While investigating the apartment of Don Vito Garofalo, a mafia boss, Amedeo discovers bloodstains, and he and Ofelia follow two suspicious men who were in the apartment. After finding a corpse in the trunk of the two men's car, the siblings follow them to a beachfront home owned by a male politician who was in a relationship with Salvatore, Don Garofalo's gay butler. There, the two men dump Salvatore's body, attempting to frame the murder as a crime of passion. Ofelia writes anonymous threatening letters to the remaining tenants that state that 'we know your secret', which is seen as an empty threat by most of the tenants, but Paul Herdigher, an American journalist, takes it seriously and commits suicide. Ofelia discovers that the cat was poisoned by Wanda, and confronts her at work, only for Legrand to attempt to bribe the siblings to drop the case. Instead of accepting the bribe, Ofelia gives her testimony in the trial of Legrand. Ofelia explains to the court that the cat was poisoned as Wanda fed her dinner to it as she had suspected someone had poisoned her food, as she had incriminating recordings of Don Garofalo and Legrand.

Don Garofalo sends an assassin to kill Wanda, who eludes him and attempts to flee the country, Amedeo follows her, and receives the incriminating tapes from her. After the tapes are played in court, Don Garofalo is immediately arrested. Don Pezzolla moves out of his apartment after Ofelia writes obscene letters to the Bishop about Don Pezzola, and he gets transferred elsewhere as a result. With all tenants out of the building, the siblings return to the real estate company's lawyer to receive their money, only for Wanda to return to live in her apartment, and the lawyer promptly rips up their checks.

== Cast ==
- Ugo Tognazzi as Amedeo Pegoraro
- Mariangela Melato as Ofelia Pegoraro, Amedeo's sister
- Michel Galabru as Commissioner Francisci
- Dalila Di Lazzaro as Wanda Yukovich
- Jean Martin as Legrand
- Aldo Reggiani as Salvatore
- Philippe Leroy as Don Pezzolla
- Adriana Innocenti as the Princess

- Armando Brancia as the Police chief
- Mario Brega as the killer
- Bruno Gambarotta as the lawyer
- Luigi Comencini as an old violinist

==Production==
The Cat is the third film produced by Sergio Leone, following My Name Is Nobody and A Genius, Two Partners and a Dupe. After the difficulties experienced with Tonino Valerii and Damiano Damiani, he chose a director he fully trusted, the veteran Luigi Comencini, for whom in 1952 he had been assistant in Girls Marked Danger. Ugo Tognazzi replaced the original choice Alberto Sordi as leading actor, as Leone considered Tognazzi would have a better chemistry with Mariangela Melato.

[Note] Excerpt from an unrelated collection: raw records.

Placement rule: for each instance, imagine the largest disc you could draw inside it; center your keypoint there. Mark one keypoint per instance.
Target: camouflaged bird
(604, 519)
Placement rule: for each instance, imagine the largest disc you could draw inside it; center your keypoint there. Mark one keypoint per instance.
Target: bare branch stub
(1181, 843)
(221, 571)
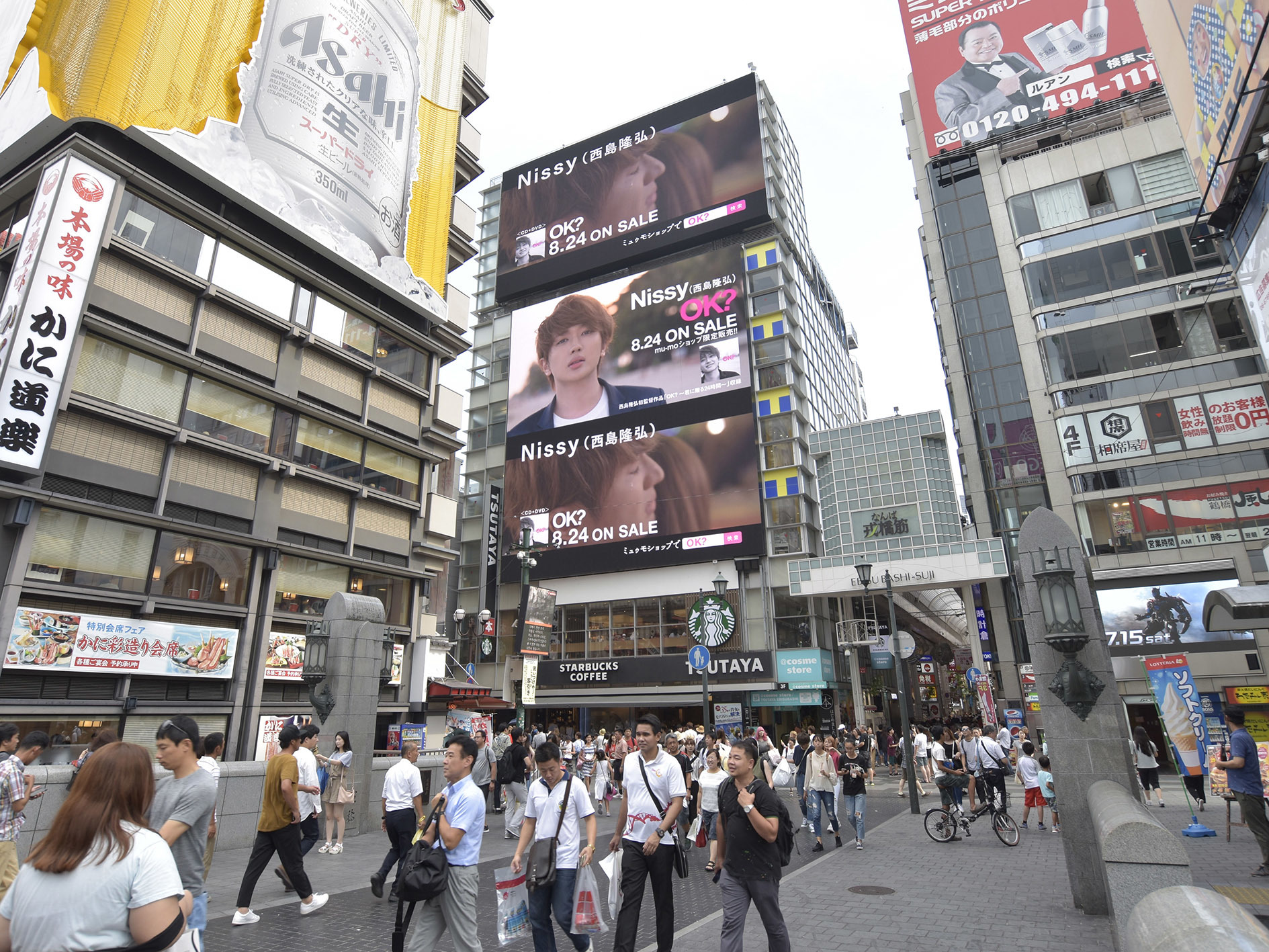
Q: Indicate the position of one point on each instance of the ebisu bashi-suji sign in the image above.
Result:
(44, 302)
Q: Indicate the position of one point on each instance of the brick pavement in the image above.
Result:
(355, 920)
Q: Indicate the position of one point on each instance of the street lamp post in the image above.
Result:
(865, 572)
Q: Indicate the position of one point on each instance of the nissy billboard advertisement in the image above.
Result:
(668, 181)
(632, 437)
(985, 68)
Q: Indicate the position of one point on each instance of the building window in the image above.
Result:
(319, 446)
(305, 585)
(130, 378)
(253, 281)
(187, 566)
(228, 415)
(83, 550)
(391, 471)
(391, 591)
(164, 235)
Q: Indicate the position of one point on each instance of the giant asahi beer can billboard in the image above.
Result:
(331, 102)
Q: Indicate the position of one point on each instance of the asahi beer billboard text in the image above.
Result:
(983, 69)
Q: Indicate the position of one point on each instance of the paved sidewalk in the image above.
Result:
(1023, 899)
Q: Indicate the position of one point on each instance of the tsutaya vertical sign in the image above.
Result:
(45, 301)
(492, 532)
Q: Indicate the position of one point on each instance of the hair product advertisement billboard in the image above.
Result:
(1156, 619)
(632, 438)
(1205, 58)
(666, 181)
(983, 68)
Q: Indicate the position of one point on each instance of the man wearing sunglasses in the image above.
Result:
(182, 809)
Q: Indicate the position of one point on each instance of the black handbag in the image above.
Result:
(424, 875)
(542, 853)
(681, 849)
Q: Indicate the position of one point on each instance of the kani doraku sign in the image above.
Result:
(725, 666)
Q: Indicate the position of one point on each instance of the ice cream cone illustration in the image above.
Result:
(1180, 730)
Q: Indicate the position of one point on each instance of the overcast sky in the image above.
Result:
(560, 73)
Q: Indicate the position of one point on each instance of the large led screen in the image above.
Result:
(631, 433)
(664, 182)
(1163, 617)
(983, 69)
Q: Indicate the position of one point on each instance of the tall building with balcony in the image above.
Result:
(805, 378)
(249, 424)
(1099, 363)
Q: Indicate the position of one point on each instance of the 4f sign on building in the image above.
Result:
(711, 619)
(45, 301)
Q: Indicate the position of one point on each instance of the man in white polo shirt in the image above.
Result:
(644, 834)
(402, 813)
(558, 802)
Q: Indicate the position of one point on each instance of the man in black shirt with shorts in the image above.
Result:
(749, 860)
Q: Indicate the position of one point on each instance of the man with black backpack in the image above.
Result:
(754, 837)
(513, 767)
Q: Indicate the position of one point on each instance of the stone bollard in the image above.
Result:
(1186, 918)
(1139, 853)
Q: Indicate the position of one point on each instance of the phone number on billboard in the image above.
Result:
(1057, 97)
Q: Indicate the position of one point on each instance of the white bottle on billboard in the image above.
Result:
(1096, 27)
(1070, 42)
(1043, 50)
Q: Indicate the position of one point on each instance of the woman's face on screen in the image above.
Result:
(632, 494)
(575, 355)
(633, 191)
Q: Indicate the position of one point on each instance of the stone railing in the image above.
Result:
(1182, 918)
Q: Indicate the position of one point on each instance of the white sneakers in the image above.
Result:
(319, 902)
(247, 918)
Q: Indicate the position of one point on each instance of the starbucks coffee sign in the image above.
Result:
(711, 621)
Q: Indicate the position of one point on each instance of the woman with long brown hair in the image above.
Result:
(99, 879)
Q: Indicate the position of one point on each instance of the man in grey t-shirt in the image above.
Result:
(182, 809)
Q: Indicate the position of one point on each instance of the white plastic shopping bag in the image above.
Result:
(586, 919)
(513, 906)
(612, 867)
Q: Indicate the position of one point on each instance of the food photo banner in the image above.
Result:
(57, 642)
(986, 68)
(670, 179)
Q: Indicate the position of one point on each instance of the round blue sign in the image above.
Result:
(698, 658)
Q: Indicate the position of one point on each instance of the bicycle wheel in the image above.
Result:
(1006, 828)
(939, 824)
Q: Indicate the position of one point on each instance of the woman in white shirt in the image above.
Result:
(99, 879)
(711, 779)
(822, 779)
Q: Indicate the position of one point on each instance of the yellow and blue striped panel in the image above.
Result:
(781, 482)
(775, 401)
(769, 327)
(759, 255)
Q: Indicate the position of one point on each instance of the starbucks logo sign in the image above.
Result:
(711, 621)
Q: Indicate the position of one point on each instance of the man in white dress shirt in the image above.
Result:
(402, 814)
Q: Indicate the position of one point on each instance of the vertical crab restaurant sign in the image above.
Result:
(45, 301)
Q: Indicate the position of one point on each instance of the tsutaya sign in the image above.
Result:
(662, 669)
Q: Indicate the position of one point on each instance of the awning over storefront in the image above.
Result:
(1236, 608)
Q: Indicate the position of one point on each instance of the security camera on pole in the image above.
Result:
(905, 648)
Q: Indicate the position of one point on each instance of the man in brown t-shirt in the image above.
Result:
(278, 832)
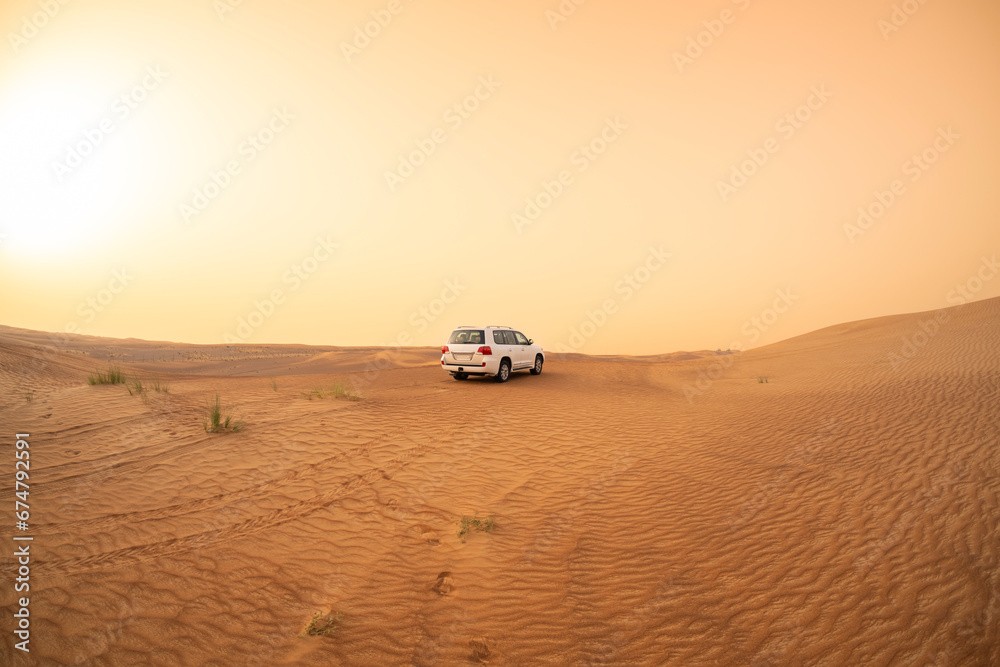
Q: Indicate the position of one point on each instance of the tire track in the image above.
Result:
(174, 546)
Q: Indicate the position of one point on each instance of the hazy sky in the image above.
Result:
(199, 172)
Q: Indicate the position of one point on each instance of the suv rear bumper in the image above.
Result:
(472, 368)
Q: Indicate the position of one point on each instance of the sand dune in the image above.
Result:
(648, 511)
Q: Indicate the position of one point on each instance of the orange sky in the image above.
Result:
(179, 171)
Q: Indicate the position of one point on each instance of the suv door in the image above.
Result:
(504, 346)
(525, 358)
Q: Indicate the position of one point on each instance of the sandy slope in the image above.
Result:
(650, 511)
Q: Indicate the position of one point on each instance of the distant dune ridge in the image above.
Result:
(831, 499)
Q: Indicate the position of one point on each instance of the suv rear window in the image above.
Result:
(467, 337)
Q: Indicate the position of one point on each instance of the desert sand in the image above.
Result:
(673, 510)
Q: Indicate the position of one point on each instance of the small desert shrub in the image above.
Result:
(321, 624)
(113, 375)
(135, 387)
(219, 421)
(467, 524)
(338, 390)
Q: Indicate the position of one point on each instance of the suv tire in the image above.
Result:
(504, 373)
(537, 368)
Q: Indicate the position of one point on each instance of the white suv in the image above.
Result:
(496, 351)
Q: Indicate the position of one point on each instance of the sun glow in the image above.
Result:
(64, 179)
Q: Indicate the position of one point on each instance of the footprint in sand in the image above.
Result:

Dalila Di Lazzaro stopped filming because she didn't want to shoot a scene in the shower without panties. The reason was personal and she didn't want to talk about it: she had shaved her pubic area, because of a bet she had lost with her partner. In the end, they reached a compromise: the scene in the shower was filmed showing the camera her back, but the actress had to take off her panties. Tognazzi sent the dressmaker to spy, and so the secret was revealed.

==Reception==
The film was a box office success in Italy, where it grossed over 1,1 billion lira, and in France.